The answer the corpus keeps circling back to is that the useful information is already organized in the representations — you don't need to rebuild it, you only need to point at it. Several notes show that high-level behaviors live as simple, low-dimensional structures in activation space. Chain-of-thought verbosity, for instance, turns out to be a single linear direction you can extract from ~50 examples and steer along, cutting reasoning length 67% with no retraining at all Can we steer reasoning toward brevity without retraining?. If a behavior is one direction in activation space, then a representation intervention that learns a low-rank subspace is operating at exactly the right granularity, whereas a weight update has to spread the same change across millions of parameters to express it.

There's also a deeper reason rooted in how knowledge is stored versus computed. Proxy-tuning finds that direct weight finetuning corrupts the knowledge packed into a model's lower layers, while methods that leave base weights untouched and only shift the output distribution preserve that knowledge and still close 88-91% of the alignment gap Can decoding-time tuning preserve knowledge better than weight fine-tuning?. The pattern is that adaptation mostly needs to touch reasoning and style — which live in the flow of representations — not the stored facts baked into the weights. Touching weights risks overwriting things you wanted to keep; touching representations is surgical.

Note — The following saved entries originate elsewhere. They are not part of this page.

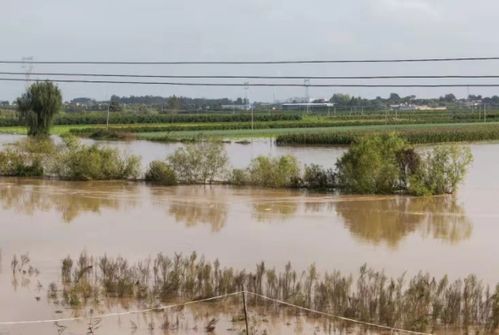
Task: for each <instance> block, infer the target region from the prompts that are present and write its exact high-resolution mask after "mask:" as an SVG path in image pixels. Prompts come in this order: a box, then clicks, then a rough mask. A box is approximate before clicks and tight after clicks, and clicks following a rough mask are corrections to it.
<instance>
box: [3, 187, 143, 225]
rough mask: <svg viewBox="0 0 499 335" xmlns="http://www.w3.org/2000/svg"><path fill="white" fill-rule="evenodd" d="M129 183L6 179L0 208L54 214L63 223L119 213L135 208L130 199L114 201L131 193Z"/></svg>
mask: <svg viewBox="0 0 499 335" xmlns="http://www.w3.org/2000/svg"><path fill="white" fill-rule="evenodd" d="M136 189H137V186H135V185H134V184H132V183H130V184H128V183H99V182H95V183H94V182H85V183H78V182H57V183H52V182H49V181H44V180H36V179H35V180H27V179H24V180H22V179H9V180H3V181H2V182H1V183H0V206H1V207H2V208H3V209H11V210H12V209H13V210H15V211H16V212H19V213H23V214H27V215H34V214H35V212H36V211H41V212H46V211H50V210H55V211H56V212H57V213H59V214H60V216H61V218H62V220H63V221H64V222H66V223H70V222H72V221H73V220H74V219H76V218H77V217H78V216H80V215H81V214H82V213H85V212H90V213H99V212H100V210H101V209H103V208H109V209H114V210H119V209H120V208H123V207H126V208H131V207H134V206H136V199H134V198H133V197H116V194H115V193H129V194H130V195H133V192H134V191H135V190H136Z"/></svg>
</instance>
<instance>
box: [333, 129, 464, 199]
mask: <svg viewBox="0 0 499 335" xmlns="http://www.w3.org/2000/svg"><path fill="white" fill-rule="evenodd" d="M471 161H472V155H471V152H470V150H469V149H468V148H463V147H456V146H445V147H436V148H434V149H433V150H432V151H430V152H428V153H425V154H420V153H418V152H416V151H415V150H414V148H413V147H411V146H410V145H408V144H407V143H406V142H405V141H404V140H403V139H401V138H399V137H397V136H395V135H386V136H377V137H366V138H362V139H360V140H358V141H357V142H355V143H354V144H353V145H352V146H351V148H350V149H349V150H348V151H347V152H346V153H345V154H344V155H343V156H342V157H341V158H340V159H339V160H338V162H337V163H336V167H337V179H338V185H339V186H340V187H341V188H342V189H343V190H346V191H347V192H353V193H362V194H373V193H382V194H387V193H396V192H402V193H409V194H413V195H431V194H445V193H454V192H455V191H456V189H457V186H458V185H459V183H460V182H461V181H462V180H463V178H464V176H465V174H466V171H467V168H468V167H469V165H470V163H471Z"/></svg>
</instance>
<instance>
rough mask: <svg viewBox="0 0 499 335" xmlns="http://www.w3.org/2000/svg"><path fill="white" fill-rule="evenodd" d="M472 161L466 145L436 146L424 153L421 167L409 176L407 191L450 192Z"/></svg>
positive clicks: (463, 178)
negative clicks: (466, 146) (435, 146)
mask: <svg viewBox="0 0 499 335" xmlns="http://www.w3.org/2000/svg"><path fill="white" fill-rule="evenodd" d="M472 162H473V155H472V154H471V151H470V149H469V148H467V147H459V146H456V145H451V146H438V147H436V148H435V149H433V151H432V152H429V153H427V154H426V156H425V158H424V159H423V160H422V162H421V167H420V168H419V169H418V170H417V171H416V172H415V173H414V174H413V175H412V176H411V177H410V178H409V181H410V182H409V185H408V186H409V187H408V191H409V193H411V194H414V195H429V194H446V193H447V194H452V193H454V192H455V191H456V190H457V187H458V185H459V183H461V182H462V181H463V179H464V177H465V175H466V172H467V171H468V167H469V166H470V165H471V163H472Z"/></svg>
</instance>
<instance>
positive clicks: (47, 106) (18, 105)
mask: <svg viewBox="0 0 499 335" xmlns="http://www.w3.org/2000/svg"><path fill="white" fill-rule="evenodd" d="M17 105H18V110H19V113H20V118H21V120H22V121H23V123H24V124H25V125H26V126H27V127H28V135H29V136H47V135H48V134H49V130H50V126H51V125H52V121H53V118H54V115H55V114H56V113H57V112H58V111H59V110H60V108H61V106H62V95H61V91H60V90H59V88H58V87H57V86H56V85H54V84H53V83H52V82H49V81H45V82H37V83H34V84H32V85H31V86H30V87H29V88H28V89H27V91H26V93H24V94H23V95H22V96H21V97H20V98H18V99H17Z"/></svg>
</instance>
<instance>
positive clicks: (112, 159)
mask: <svg viewBox="0 0 499 335" xmlns="http://www.w3.org/2000/svg"><path fill="white" fill-rule="evenodd" d="M139 173H140V160H139V158H138V157H136V156H128V155H125V154H123V153H121V152H120V151H118V150H116V149H111V148H106V147H102V146H99V145H91V146H88V145H83V144H81V143H80V142H79V141H78V140H77V139H75V138H70V137H68V138H65V139H64V141H63V143H61V144H54V143H53V142H52V141H51V140H50V139H30V138H28V139H26V140H24V141H20V142H18V143H16V144H14V145H12V146H9V147H8V148H7V149H4V150H3V151H0V175H2V176H15V177H51V178H59V179H67V180H112V179H135V178H137V177H138V176H139Z"/></svg>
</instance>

Why are representations such efficient handles in the first place? One note offers a formal answer: latents at the same level of a model's hierarchy are far more correlated with each other than raw tokens are, which is why predicting your own latents is exponentially more sample-efficient than predicting tokens Why is predicting latents more sample-efficient than tokens?. The same correlation structure that makes latent prediction cheap also makes representation editing cheap — you're working in a space where a little signal goes a long way. And the corpus suggests this structure is something models *learn*: activations grow dense and organized for familiar data during pretraining Is representational sparsity learned or intrinsic to neural networks?, meaning by the time you finetune, the representation space is already a well-shaped surface to intervene on.

The broader thread worth pulling: the field keeps discovering that you can change what a model *does* without changing what it *is*. Agents improve across episodes by writing verbal reflections into episodic memory with zero weight updates Can agents learn from failure without updating their weights?. Representation finetuning, activation steering, proxy-tuning, and memory-based learning are all variations on the same bet — that the frozen model already contains the capability, and adaptation is mostly a matter of routing, not rebuilding. The efficiency isn't a trick of low-rank math; it's a consequence of how much usable structure pretraining has already laid down in the representations.